2) Strengthening the construction of transmission channels

There are currently 14 power transmission projects in operation, including the completed Haisi-Tala 750 kV line project and the Kucha-Aksu-Bachu II loop 750 kV power transmission and transformation project, which have increased the new energy transmission capacity by more than 12 million kilowatts. The construction of UHV power transmission projects is accelerating.
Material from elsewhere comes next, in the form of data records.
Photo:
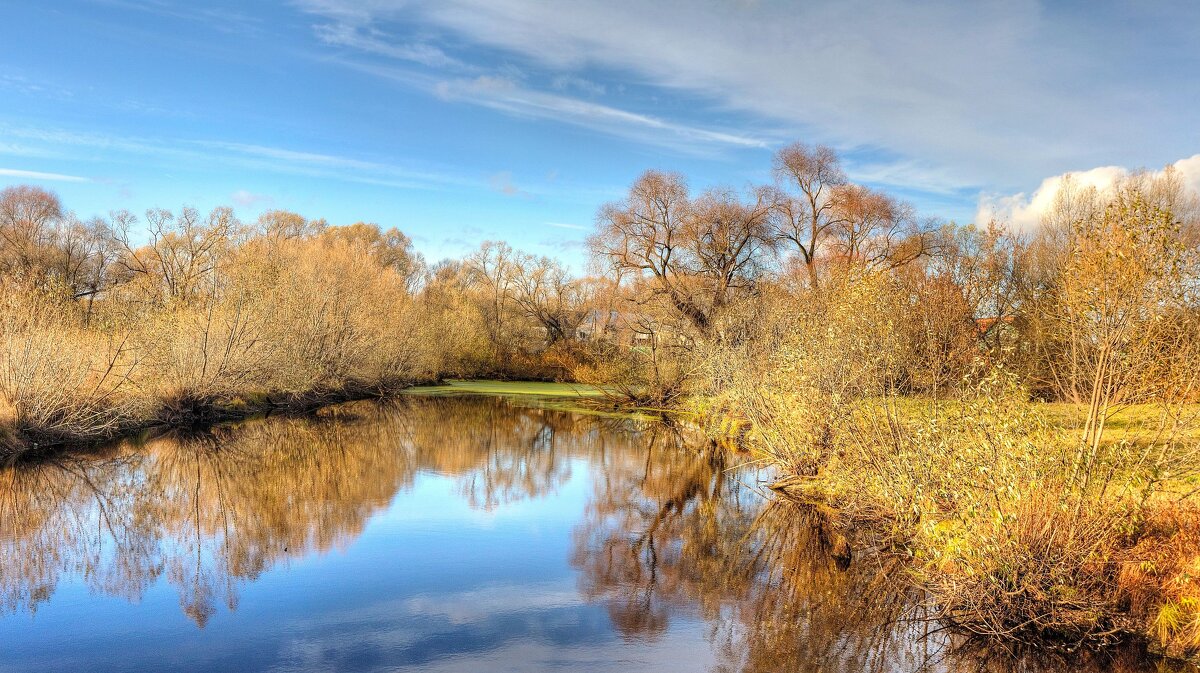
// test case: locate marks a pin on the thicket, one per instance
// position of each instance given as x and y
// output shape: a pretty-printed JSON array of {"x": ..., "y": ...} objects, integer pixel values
[{"x": 1017, "y": 410}]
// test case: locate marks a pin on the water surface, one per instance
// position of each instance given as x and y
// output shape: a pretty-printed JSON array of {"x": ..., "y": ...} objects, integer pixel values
[{"x": 444, "y": 534}]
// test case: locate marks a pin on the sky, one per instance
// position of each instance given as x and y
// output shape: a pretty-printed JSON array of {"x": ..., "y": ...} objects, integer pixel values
[{"x": 466, "y": 120}]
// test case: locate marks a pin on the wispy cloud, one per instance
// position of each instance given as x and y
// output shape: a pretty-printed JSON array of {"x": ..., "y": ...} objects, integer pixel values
[
  {"x": 507, "y": 95},
  {"x": 39, "y": 175},
  {"x": 247, "y": 155},
  {"x": 1024, "y": 211},
  {"x": 503, "y": 184},
  {"x": 378, "y": 42},
  {"x": 246, "y": 198},
  {"x": 988, "y": 94}
]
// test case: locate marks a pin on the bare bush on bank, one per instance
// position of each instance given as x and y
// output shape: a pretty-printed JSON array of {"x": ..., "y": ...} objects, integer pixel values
[{"x": 1017, "y": 412}]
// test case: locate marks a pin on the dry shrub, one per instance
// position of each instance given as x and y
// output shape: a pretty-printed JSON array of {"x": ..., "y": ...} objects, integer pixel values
[
  {"x": 334, "y": 317},
  {"x": 57, "y": 378},
  {"x": 835, "y": 350},
  {"x": 1161, "y": 580}
]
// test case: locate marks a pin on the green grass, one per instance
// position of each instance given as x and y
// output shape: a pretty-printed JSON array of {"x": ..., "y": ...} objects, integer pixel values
[
  {"x": 561, "y": 396},
  {"x": 509, "y": 389}
]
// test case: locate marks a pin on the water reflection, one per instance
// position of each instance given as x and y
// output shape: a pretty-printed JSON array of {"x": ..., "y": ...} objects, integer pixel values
[{"x": 671, "y": 557}]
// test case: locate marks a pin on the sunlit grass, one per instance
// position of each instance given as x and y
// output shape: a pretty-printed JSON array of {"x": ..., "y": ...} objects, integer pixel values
[{"x": 534, "y": 389}]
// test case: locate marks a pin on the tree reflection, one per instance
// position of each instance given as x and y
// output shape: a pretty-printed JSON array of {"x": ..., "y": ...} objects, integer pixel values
[
  {"x": 207, "y": 511},
  {"x": 667, "y": 534},
  {"x": 669, "y": 530}
]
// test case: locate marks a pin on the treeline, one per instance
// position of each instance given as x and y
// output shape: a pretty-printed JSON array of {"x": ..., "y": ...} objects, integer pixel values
[
  {"x": 115, "y": 323},
  {"x": 894, "y": 366},
  {"x": 898, "y": 368}
]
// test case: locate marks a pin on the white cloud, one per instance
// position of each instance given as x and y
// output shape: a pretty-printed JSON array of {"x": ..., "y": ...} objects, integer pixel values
[
  {"x": 250, "y": 199},
  {"x": 1024, "y": 211},
  {"x": 39, "y": 175},
  {"x": 995, "y": 92},
  {"x": 503, "y": 184}
]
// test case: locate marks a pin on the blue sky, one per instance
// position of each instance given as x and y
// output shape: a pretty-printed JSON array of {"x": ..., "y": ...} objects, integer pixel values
[{"x": 463, "y": 120}]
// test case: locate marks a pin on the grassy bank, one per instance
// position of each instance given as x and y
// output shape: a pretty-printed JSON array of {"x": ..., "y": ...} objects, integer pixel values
[{"x": 985, "y": 498}]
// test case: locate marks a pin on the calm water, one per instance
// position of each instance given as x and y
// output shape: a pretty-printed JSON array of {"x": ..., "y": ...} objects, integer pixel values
[{"x": 442, "y": 534}]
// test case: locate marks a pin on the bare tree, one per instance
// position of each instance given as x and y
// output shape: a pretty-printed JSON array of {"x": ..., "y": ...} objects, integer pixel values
[
  {"x": 804, "y": 210},
  {"x": 544, "y": 292},
  {"x": 697, "y": 254}
]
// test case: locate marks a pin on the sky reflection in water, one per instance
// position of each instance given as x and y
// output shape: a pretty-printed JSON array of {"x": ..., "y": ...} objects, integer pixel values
[{"x": 438, "y": 534}]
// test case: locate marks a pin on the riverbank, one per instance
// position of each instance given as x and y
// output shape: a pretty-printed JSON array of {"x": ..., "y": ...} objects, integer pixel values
[
  {"x": 192, "y": 412},
  {"x": 982, "y": 497}
]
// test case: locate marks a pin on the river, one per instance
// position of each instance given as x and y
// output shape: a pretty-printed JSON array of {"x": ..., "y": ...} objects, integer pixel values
[{"x": 474, "y": 534}]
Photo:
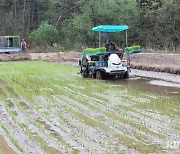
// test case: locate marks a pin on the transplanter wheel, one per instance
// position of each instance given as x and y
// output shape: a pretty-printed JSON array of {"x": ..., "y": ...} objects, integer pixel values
[
  {"x": 98, "y": 75},
  {"x": 126, "y": 75}
]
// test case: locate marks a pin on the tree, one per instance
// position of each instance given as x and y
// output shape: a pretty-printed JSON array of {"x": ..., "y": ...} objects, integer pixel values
[{"x": 46, "y": 34}]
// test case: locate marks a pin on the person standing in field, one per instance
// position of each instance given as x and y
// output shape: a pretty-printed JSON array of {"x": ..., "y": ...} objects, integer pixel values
[{"x": 23, "y": 45}]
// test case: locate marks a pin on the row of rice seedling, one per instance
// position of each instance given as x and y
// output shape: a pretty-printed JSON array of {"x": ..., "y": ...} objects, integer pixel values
[{"x": 66, "y": 113}]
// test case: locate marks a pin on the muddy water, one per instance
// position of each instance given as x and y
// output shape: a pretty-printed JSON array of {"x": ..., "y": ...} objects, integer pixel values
[{"x": 161, "y": 84}]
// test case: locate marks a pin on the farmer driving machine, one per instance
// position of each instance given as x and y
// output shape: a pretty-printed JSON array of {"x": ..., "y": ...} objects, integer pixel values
[{"x": 107, "y": 61}]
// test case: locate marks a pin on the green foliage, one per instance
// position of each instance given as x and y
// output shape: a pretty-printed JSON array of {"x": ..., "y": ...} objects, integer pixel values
[{"x": 46, "y": 34}]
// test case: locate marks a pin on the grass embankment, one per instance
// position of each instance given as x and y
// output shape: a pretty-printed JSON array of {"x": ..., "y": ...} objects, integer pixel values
[{"x": 62, "y": 112}]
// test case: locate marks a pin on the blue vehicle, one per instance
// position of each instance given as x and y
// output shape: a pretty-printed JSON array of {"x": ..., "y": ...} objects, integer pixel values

By the end of 2020, the State Grid had cumulatively built fourteen AC and twelve DC UHV power transmission projects, including the Qinghai-Henan 800 kV UHV DC power transmission project, the Zhangbei-Xiongan 1,000 kV UHV AC power transmission and transformation project, and the Zhumadian-Nanyang 1,000 kV UHV AC power transmission and transformation project, with a total UHV DC design transmission capacity exceeding 100 million kilowatts.

3) Advance the construction of pumped storage power stations

By optimizing the operation mode of the power grid, enhancing the transmission capacity of UHV DC power, improving the utilization efficiency of energized equipment, and expanding the storage capacity of new energy generation, the overall system operation efficiency of photovoltaic power grids has been improved.

• The application scenario continues to expand, and the application market accelerates its growth.

At the end of 2021, the Ministry of Industry and Information Technology, the Ministry of Housing and Urban-Rural Development, the Ministry of Transport, the Ministry of Agriculture and Rural Affairs, and the National Energy Administration jointly issued the "Action Plan for the Innovative Development of the Intelligent Photovoltaic Industry (2021-2025)". The plan proposes that by 2025, the intelligent level of the photovoltaic industry will be significantly improved, and breakthroughs will be made in industrial technology innovation, helping various fields achieve carbon peak and carbon neutrality in multiple aspects such as industry, transportation, construction, agriculture, rural revitalization, smart power stations, communications, and intelligent innovation.